I've been so focused on this pregnancy and the any-minute-now arrival of LL that I forgot to anticipate how I would feel upon leaving him at school for the first time. My heart started racing and proceeded to drop to my stomach. I panicked. My baby boy is in school and I won't be there! What if they can't get him back inside for any of the more structured activities? What if he scratches his teachers like he's been doing to us when he's not ready to leave whatever he's doing? What if he realizes later that I'm really not there and starts melting down? I had to remember that he's in good hands with experienced teachers who have seen it all. And that all of this will be good for him. He will learn so much.
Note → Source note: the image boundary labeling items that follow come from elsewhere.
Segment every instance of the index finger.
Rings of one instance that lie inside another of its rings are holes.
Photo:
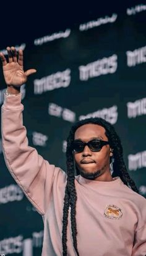
[[[5,58],[4,55],[2,54],[2,52],[0,52],[0,58],[2,63],[2,66],[7,65],[6,59]]]
[[[24,65],[23,61],[24,61],[23,50],[22,49],[19,49],[19,50],[18,63],[22,67],[23,67],[23,65]]]

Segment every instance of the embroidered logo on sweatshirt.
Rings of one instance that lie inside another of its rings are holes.
[[[105,210],[104,215],[106,218],[118,219],[122,217],[121,209],[113,204],[110,204]]]

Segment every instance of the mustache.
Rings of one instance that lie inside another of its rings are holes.
[[[83,169],[80,169],[79,172],[80,174],[85,179],[93,180],[101,174],[101,171],[105,169],[105,167],[106,165],[105,165],[103,167],[102,167],[102,168],[96,171],[94,173],[87,173],[87,171],[85,171]]]

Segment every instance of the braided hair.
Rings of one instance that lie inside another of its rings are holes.
[[[109,122],[101,118],[90,118],[75,123],[71,128],[69,136],[67,139],[66,150],[66,164],[67,164],[67,184],[64,199],[64,209],[62,218],[62,255],[67,256],[67,225],[69,215],[69,206],[71,206],[71,220],[72,235],[73,243],[77,255],[79,256],[77,249],[77,224],[75,219],[76,214],[76,201],[77,193],[75,187],[75,171],[74,155],[72,150],[72,145],[74,140],[74,134],[76,130],[82,125],[92,123],[101,126],[105,129],[105,135],[108,138],[110,145],[113,149],[114,162],[113,163],[113,172],[112,177],[119,176],[123,183],[130,187],[135,192],[139,193],[139,190],[136,187],[134,181],[131,178],[126,169],[123,159],[123,150],[121,140],[116,133],[114,126]],[[110,159],[110,163],[111,163]],[[77,173],[79,174],[79,170],[75,166]],[[77,173],[78,172],[78,173]]]

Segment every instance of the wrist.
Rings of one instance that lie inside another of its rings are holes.
[[[17,87],[14,85],[9,85],[7,87],[6,92],[10,94],[19,94],[20,92],[20,87]]]

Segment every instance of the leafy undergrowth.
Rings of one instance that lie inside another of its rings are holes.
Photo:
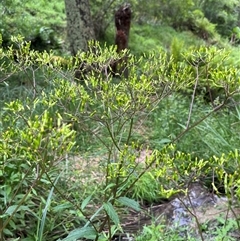
[[[202,47],[179,62],[94,45],[63,66],[13,40],[18,51],[0,61],[0,239],[111,240],[123,213],[196,181],[238,202],[239,72],[225,51]],[[102,71],[125,54],[128,79]],[[94,68],[76,79],[80,63]],[[26,85],[12,88],[13,75]],[[203,104],[199,81],[223,94]]]

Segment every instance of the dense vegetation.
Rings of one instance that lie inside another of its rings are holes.
[[[0,241],[111,240],[196,181],[239,205],[240,1],[130,2],[129,51],[112,46],[120,2],[92,1],[99,42],[74,57],[64,2],[0,3]],[[156,238],[183,240],[164,223],[136,240]]]

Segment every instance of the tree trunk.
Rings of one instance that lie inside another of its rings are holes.
[[[88,41],[95,39],[88,0],[65,0],[67,35],[72,55],[86,51]]]

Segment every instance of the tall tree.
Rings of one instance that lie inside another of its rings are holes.
[[[67,35],[72,55],[87,50],[87,42],[95,39],[88,0],[65,0]]]

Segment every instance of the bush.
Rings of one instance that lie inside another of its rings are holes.
[[[1,98],[2,239],[109,240],[121,231],[123,209],[140,210],[133,197],[143,198],[149,182],[151,195],[144,198],[150,202],[157,195],[169,197],[181,191],[189,180],[198,180],[211,170],[219,180],[227,180],[226,190],[238,182],[237,173],[230,176],[225,170],[224,156],[199,160],[171,145],[234,97],[238,72],[218,63],[218,59],[225,59],[224,51],[201,48],[174,62],[162,50],[136,58],[127,51],[117,54],[114,47],[91,43],[88,52],[55,61],[52,53],[31,51],[30,43],[21,38],[12,40],[17,48],[0,51],[2,95],[8,90],[8,98]],[[126,55],[128,79],[121,73],[113,77],[109,63]],[[212,77],[207,81],[206,66]],[[80,79],[75,78],[77,68]],[[225,96],[213,108],[202,110],[200,116],[195,115],[194,104],[196,83],[201,80],[224,88]],[[22,81],[26,84],[20,90],[16,85]],[[190,87],[193,94],[185,99],[189,111],[184,115],[178,108],[181,119],[173,123],[174,110],[158,108],[166,107],[174,93],[189,91]],[[162,132],[157,149],[139,168],[139,152],[149,144],[144,139],[148,130],[143,128],[141,133],[140,127],[145,127],[155,110],[168,110],[165,117],[171,122],[165,121],[164,115],[152,122]],[[172,136],[167,125],[178,127],[171,129]],[[87,140],[85,149],[82,139]],[[88,187],[92,169],[78,165],[79,170],[70,171],[75,168],[74,157],[81,157],[79,150],[89,150],[89,146],[95,155],[101,152],[98,161],[90,163],[96,165],[94,170],[101,177],[93,182],[93,189]],[[236,159],[229,154],[227,160],[238,160],[236,153]],[[160,185],[152,183],[152,177]]]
And so will I.
So, I got into my car and drove to the store, reminding myself that I wouldn't have many mornings like this in the near future. A couple of hours all to myself. Baby girl must have sensed my need to be there for Q's first day and the benefit of some alone time afterward. Thank you, little love dove. You're going to be a wonderful sister.
And to you, my big schoolboy Q, you make mama so very proud. Your curiosity and passion for life are inspiring. I know you will thrive in school. I'm incredibly excited for your new journey, the beginning of your education, the friends you will make, what you will bring home with you. This next step. The world is yours, Quincy Kye. Drive on.